Regulatory track in the second half of 2026: who can provide the market with certainty
The regulatory track in the second half of 2026 has already been locked by two timelines: one is the "scheduling timeline" of the U.S. CLARITY Act, and the other is the "licensing timeline" of Dubai's VARA. Galaxy Research has lowered the subjective probability of the act passing in 2026 from 60% to 50%, specifically pointing out that whether it is scheduled on the Senate agenda in early July and whether it can complete the review before the August recess is the only window for the U.S. to provide federal-level certainty to the digital asset market; once the vote is pushed into September, the review process will overlap with the mid-term election cycle, reshuffling the legislative outcomes and landing pace.
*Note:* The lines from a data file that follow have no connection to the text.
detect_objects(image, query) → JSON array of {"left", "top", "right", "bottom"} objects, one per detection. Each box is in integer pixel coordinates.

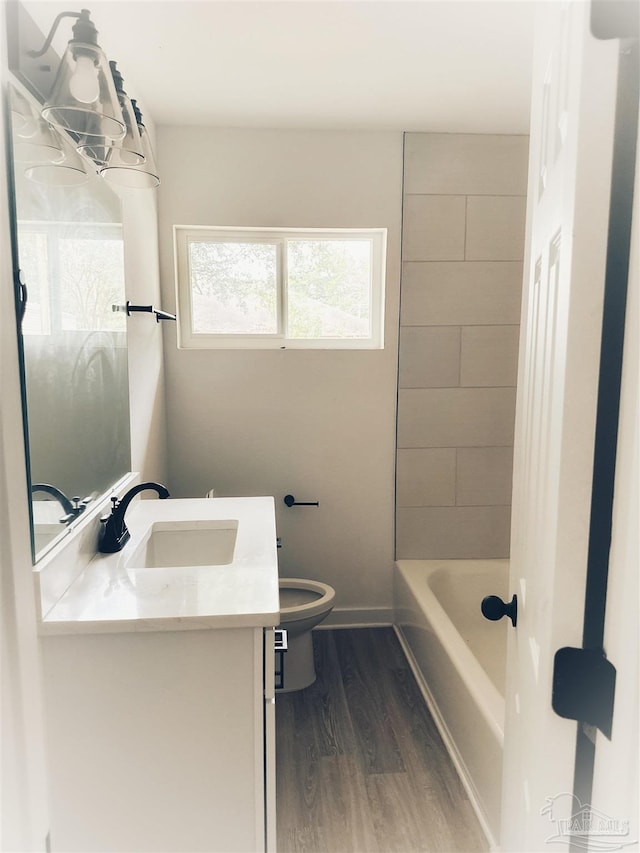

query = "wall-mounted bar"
[
  {"left": 112, "top": 302, "right": 176, "bottom": 322},
  {"left": 283, "top": 494, "right": 319, "bottom": 507},
  {"left": 123, "top": 302, "right": 152, "bottom": 315}
]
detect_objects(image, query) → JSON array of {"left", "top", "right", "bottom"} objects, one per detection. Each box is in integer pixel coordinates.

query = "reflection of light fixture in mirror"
[
  {"left": 11, "top": 86, "right": 64, "bottom": 164},
  {"left": 10, "top": 85, "right": 40, "bottom": 139},
  {"left": 78, "top": 61, "right": 144, "bottom": 168},
  {"left": 13, "top": 121, "right": 66, "bottom": 166},
  {"left": 101, "top": 98, "right": 160, "bottom": 189},
  {"left": 24, "top": 132, "right": 89, "bottom": 187},
  {"left": 30, "top": 10, "right": 126, "bottom": 142}
]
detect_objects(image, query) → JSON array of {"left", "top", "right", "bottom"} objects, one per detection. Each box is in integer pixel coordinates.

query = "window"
[{"left": 174, "top": 226, "right": 386, "bottom": 349}]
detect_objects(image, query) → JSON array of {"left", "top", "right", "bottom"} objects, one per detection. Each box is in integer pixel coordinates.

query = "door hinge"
[{"left": 552, "top": 647, "right": 616, "bottom": 739}]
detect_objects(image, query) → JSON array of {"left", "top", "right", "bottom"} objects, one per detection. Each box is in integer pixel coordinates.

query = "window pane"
[
  {"left": 188, "top": 241, "right": 278, "bottom": 334},
  {"left": 286, "top": 240, "right": 372, "bottom": 339}
]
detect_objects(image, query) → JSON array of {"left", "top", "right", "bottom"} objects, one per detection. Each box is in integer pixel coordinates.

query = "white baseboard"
[{"left": 317, "top": 606, "right": 394, "bottom": 630}]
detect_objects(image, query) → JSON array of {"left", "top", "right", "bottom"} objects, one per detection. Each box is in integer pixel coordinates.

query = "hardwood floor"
[{"left": 275, "top": 628, "right": 488, "bottom": 853}]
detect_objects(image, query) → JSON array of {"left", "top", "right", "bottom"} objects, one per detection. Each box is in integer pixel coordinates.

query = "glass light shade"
[
  {"left": 13, "top": 125, "right": 65, "bottom": 166},
  {"left": 42, "top": 42, "right": 126, "bottom": 142},
  {"left": 10, "top": 86, "right": 64, "bottom": 166},
  {"left": 11, "top": 86, "right": 40, "bottom": 139},
  {"left": 78, "top": 63, "right": 144, "bottom": 167},
  {"left": 100, "top": 103, "right": 159, "bottom": 189},
  {"left": 25, "top": 134, "right": 89, "bottom": 187}
]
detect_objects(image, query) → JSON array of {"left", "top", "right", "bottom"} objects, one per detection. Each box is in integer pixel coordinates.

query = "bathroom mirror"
[{"left": 8, "top": 80, "right": 131, "bottom": 561}]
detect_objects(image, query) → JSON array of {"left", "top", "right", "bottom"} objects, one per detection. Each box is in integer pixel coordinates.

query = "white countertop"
[{"left": 40, "top": 496, "right": 280, "bottom": 635}]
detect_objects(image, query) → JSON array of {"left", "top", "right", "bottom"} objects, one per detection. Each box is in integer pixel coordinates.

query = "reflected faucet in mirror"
[
  {"left": 98, "top": 482, "right": 170, "bottom": 553},
  {"left": 31, "top": 483, "right": 92, "bottom": 524}
]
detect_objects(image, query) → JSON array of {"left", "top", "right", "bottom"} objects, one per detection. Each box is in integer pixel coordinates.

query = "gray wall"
[
  {"left": 396, "top": 133, "right": 529, "bottom": 559},
  {"left": 157, "top": 127, "right": 403, "bottom": 624}
]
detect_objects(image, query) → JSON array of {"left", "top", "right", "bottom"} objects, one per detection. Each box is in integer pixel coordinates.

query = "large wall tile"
[
  {"left": 402, "top": 195, "right": 466, "bottom": 261},
  {"left": 396, "top": 132, "right": 527, "bottom": 561},
  {"left": 396, "top": 448, "right": 456, "bottom": 506},
  {"left": 396, "top": 506, "right": 511, "bottom": 558},
  {"left": 460, "top": 325, "right": 520, "bottom": 387},
  {"left": 397, "top": 388, "right": 517, "bottom": 448},
  {"left": 456, "top": 447, "right": 514, "bottom": 506},
  {"left": 398, "top": 326, "right": 461, "bottom": 388},
  {"left": 465, "top": 196, "right": 527, "bottom": 261},
  {"left": 404, "top": 133, "right": 529, "bottom": 196},
  {"left": 400, "top": 262, "right": 523, "bottom": 326}
]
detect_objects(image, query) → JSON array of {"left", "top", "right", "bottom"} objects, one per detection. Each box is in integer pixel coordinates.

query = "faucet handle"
[{"left": 99, "top": 496, "right": 119, "bottom": 524}]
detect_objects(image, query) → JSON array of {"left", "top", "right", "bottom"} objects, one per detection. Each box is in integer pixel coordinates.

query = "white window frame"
[{"left": 174, "top": 225, "right": 386, "bottom": 349}]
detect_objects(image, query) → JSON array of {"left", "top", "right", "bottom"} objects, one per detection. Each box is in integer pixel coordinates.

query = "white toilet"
[
  {"left": 203, "top": 490, "right": 335, "bottom": 692},
  {"left": 278, "top": 578, "right": 336, "bottom": 692}
]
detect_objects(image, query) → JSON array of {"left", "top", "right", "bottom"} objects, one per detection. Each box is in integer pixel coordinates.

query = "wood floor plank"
[
  {"left": 317, "top": 754, "right": 381, "bottom": 853},
  {"left": 373, "top": 625, "right": 413, "bottom": 669},
  {"left": 276, "top": 691, "right": 322, "bottom": 834},
  {"left": 380, "top": 636, "right": 489, "bottom": 851},
  {"left": 387, "top": 665, "right": 469, "bottom": 798},
  {"left": 365, "top": 771, "right": 431, "bottom": 852},
  {"left": 305, "top": 631, "right": 358, "bottom": 757},
  {"left": 276, "top": 635, "right": 356, "bottom": 840},
  {"left": 279, "top": 825, "right": 327, "bottom": 853},
  {"left": 276, "top": 628, "right": 489, "bottom": 853},
  {"left": 333, "top": 630, "right": 406, "bottom": 775}
]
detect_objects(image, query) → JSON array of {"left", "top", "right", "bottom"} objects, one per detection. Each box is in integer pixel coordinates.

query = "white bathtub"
[{"left": 394, "top": 559, "right": 509, "bottom": 849}]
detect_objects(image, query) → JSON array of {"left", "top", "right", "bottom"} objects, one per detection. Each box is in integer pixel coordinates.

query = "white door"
[{"left": 501, "top": 3, "right": 621, "bottom": 850}]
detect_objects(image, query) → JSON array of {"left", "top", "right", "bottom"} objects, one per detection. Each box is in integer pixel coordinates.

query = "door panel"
[{"left": 502, "top": 3, "right": 619, "bottom": 849}]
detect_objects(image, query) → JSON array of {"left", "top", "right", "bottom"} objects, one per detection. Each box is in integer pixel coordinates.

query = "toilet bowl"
[{"left": 278, "top": 578, "right": 335, "bottom": 692}]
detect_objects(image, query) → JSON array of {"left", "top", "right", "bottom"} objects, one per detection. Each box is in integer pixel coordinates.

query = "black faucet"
[
  {"left": 98, "top": 482, "right": 170, "bottom": 553},
  {"left": 31, "top": 483, "right": 91, "bottom": 524},
  {"left": 32, "top": 483, "right": 75, "bottom": 515}
]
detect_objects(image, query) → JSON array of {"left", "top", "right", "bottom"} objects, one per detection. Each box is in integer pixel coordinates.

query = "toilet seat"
[{"left": 278, "top": 578, "right": 335, "bottom": 622}]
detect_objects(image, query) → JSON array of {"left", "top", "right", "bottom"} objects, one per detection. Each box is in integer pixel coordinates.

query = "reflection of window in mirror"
[
  {"left": 19, "top": 223, "right": 126, "bottom": 335},
  {"left": 9, "top": 81, "right": 132, "bottom": 563}
]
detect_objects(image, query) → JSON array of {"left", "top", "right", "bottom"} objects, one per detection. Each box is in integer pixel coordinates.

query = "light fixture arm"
[{"left": 27, "top": 11, "right": 82, "bottom": 59}]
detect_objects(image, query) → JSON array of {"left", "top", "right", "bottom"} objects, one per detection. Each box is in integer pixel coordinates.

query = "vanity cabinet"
[{"left": 41, "top": 626, "right": 276, "bottom": 852}]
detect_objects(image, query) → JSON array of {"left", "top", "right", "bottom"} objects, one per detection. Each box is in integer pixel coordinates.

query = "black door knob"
[{"left": 481, "top": 594, "right": 517, "bottom": 627}]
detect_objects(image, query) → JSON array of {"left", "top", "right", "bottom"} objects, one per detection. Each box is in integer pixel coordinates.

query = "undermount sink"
[
  {"left": 41, "top": 496, "right": 279, "bottom": 631},
  {"left": 125, "top": 519, "right": 239, "bottom": 569}
]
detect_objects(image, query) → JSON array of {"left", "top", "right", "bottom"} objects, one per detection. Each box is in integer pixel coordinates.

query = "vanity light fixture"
[
  {"left": 8, "top": 2, "right": 159, "bottom": 188},
  {"left": 30, "top": 9, "right": 126, "bottom": 142},
  {"left": 78, "top": 61, "right": 144, "bottom": 168},
  {"left": 101, "top": 98, "right": 160, "bottom": 189}
]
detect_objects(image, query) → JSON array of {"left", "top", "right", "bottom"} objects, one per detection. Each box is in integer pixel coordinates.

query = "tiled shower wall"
[{"left": 396, "top": 133, "right": 529, "bottom": 559}]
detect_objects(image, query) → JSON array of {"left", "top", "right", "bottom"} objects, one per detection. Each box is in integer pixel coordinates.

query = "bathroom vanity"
[{"left": 37, "top": 496, "right": 279, "bottom": 853}]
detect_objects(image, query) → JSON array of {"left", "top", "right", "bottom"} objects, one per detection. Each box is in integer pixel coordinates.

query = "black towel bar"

In contrast, Dubai's licensing pathway, led by VARA under the existing framework of the Virtual Assets Law, has entered an "expansion phase"—by June 29, it has issued VASP licenses to 50 institutions, including Tribe Tokenisation FZE, continuously releasing predictable compliance space through a stair-step arrangement of "application - controlled operation - full operation." This comparison of "U.S. legislative observation period vs. Dubai licensing expansion period" is not only redrawing the map of project registration locations and capital flows but also changing the pricing method of compliance itself: in the second half of the year, both institutions and individual users should avoid betting on the political and legislative fortunes of a single jurisdiction. Instead, they should disperse regulatory risks through multi-location layouts, business segmentation, and compliance redundancy in a landscape where the U.S. federal framework has yet to take shape and Dubai's regulatory path is relatively clear, because what truly needs management is the uncertainty accumulated over time and geography.